Common Misconceptions
- A residual is not the same as an error in the everyday sense. It is simply actual minus predicted for a point on your data.
- A positive residual does not mean a "good" prediction and a negative residual a "bad" one. The sign tells you whether the actual value was above or below the line, not whether the model is good overall.
- A residual plot is not the same as a scatterplot. It plots residuals, not the original y-values, against x or against ŷ.
- Random scatter in a residual plot is the good sign. A clear pattern, such as a curve or a fan shape, is what signals a problem with the linear model.
- A high correlation alone does not prove a linear model fits. You still check the residual plot before trusting a linear model.
Related AP Statistics Guides
Vocabulary
The following words are mentioned explicitly in the College Board Course and Exam Description for this topic.Term | Definition |
|---|---|
actual value | The observed or measured response value in a dataset, denoted as y. |
bivariate data | Data involving two variables, typically represented as ordered pairs (x, y) to examine the relationship between them. |
form of association | The pattern or type of relationship between two variables, such as linear, curved, or no relationship. |
linear model | A mathematical representation of the linear relationship between two variables. |
predicted value | The estimated response value obtained from a regression model, denoted as ŷ. |
randomness in residuals | The absence of a clear pattern in a residual plot, indicating that a linear model is appropriate for the data. |
residual | The difference between the actual observed value and the predicted value in a regression model, calculated as residual = y - ŷ. |
residual plot | A scatter plot that displays residuals on the vertical axis versus either the explanatory variable values or predicted response values on the horizontal axis, used to assess the fit of a regression model. |
Frequently Asked Questions
How do you find a residual in AP Stats?
To find a residual, subtract the predicted value from the actual value: residual = y - ŷ. Use the regression equation to calculate ŷ first, then do actual minus predicted.
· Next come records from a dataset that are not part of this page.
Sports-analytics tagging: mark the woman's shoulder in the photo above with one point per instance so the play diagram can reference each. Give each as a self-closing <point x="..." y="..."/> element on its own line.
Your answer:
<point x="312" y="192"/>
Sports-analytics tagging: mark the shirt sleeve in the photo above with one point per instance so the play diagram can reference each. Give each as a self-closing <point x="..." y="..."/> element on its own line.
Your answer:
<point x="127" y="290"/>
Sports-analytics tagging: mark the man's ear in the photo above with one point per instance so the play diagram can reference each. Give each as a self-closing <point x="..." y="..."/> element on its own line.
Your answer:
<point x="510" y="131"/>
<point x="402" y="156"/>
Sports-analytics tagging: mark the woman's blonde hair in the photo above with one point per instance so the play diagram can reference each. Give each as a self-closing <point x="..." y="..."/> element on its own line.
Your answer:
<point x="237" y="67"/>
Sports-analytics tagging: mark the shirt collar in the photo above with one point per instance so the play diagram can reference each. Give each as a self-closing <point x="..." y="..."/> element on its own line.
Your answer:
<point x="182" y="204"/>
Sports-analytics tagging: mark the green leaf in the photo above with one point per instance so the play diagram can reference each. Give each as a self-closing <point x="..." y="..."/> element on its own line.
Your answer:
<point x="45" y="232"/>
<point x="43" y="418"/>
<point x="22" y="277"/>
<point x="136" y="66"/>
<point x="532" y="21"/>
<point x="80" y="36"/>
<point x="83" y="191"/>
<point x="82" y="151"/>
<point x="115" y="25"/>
What does a positive residual mean?
A positive residual means the actual y-value is greater than the predicted y-value. On a scatterplot, the point is above the regression line, so the model underestimated that value.
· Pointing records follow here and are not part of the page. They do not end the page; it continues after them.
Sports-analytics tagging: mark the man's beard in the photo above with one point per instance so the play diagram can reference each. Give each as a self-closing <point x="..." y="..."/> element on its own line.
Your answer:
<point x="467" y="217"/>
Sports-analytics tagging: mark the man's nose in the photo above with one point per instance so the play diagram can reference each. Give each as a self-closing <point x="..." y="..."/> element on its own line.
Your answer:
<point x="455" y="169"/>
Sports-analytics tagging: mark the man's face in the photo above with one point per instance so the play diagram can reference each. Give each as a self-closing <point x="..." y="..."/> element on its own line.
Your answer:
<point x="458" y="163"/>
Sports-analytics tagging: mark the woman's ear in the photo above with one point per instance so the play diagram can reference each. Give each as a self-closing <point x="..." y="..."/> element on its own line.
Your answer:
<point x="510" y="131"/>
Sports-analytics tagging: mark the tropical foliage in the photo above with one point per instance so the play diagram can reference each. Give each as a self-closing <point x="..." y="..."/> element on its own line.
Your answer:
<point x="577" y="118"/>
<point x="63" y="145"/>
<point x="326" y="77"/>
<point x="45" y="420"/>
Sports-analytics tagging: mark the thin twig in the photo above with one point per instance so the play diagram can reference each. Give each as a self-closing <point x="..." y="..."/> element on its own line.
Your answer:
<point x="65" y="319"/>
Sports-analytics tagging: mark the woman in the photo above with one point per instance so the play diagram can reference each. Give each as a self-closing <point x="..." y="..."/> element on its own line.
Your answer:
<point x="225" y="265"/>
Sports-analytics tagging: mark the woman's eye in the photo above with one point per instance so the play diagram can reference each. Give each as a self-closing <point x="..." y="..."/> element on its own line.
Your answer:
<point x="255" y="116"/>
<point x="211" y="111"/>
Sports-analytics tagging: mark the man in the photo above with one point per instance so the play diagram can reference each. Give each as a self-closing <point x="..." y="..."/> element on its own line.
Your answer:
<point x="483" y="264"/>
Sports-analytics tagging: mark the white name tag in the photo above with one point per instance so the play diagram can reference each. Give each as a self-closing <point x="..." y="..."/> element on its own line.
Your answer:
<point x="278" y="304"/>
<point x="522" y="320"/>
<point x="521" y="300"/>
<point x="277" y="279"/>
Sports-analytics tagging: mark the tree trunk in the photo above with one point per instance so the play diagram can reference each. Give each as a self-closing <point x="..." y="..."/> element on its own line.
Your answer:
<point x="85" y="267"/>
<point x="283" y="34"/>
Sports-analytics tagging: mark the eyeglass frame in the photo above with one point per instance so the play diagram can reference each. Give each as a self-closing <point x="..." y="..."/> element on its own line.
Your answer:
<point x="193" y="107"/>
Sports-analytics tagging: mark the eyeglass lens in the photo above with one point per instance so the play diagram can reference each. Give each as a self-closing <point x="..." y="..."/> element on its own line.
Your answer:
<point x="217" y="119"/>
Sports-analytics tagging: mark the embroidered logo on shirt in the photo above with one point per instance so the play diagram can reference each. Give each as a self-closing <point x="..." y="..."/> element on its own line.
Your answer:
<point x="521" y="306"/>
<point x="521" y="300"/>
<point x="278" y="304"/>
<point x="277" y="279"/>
What does a negative residual mean?
A negative residual means the actual y-value is less than the predicted y-value. On a scatterplot, the point is below the regression line, so the model overestimated that value.
How do you interpret a residual in context?
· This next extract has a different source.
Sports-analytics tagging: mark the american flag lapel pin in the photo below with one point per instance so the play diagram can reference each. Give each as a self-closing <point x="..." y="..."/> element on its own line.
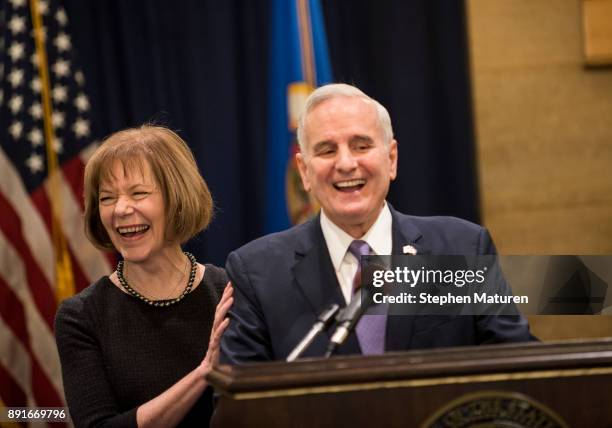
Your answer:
<point x="409" y="249"/>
State the size, direction, and context of the prediction error. For example, a residual of -4 minutes means the model predicted 4 minutes more than the actual time for that observation.
What does a residual plot show?
A residual plot graphs residuals against the explanatory variable or predicted values. It helps you decide whether a linear model is appropriate for the data.
When is a residual plot evidence for a linear model?
A residual plot supports a linear model when the residuals show apparent randomness around 0 with no clear pattern. A curved or systematic pattern is evidence that a linear model is not appropriate.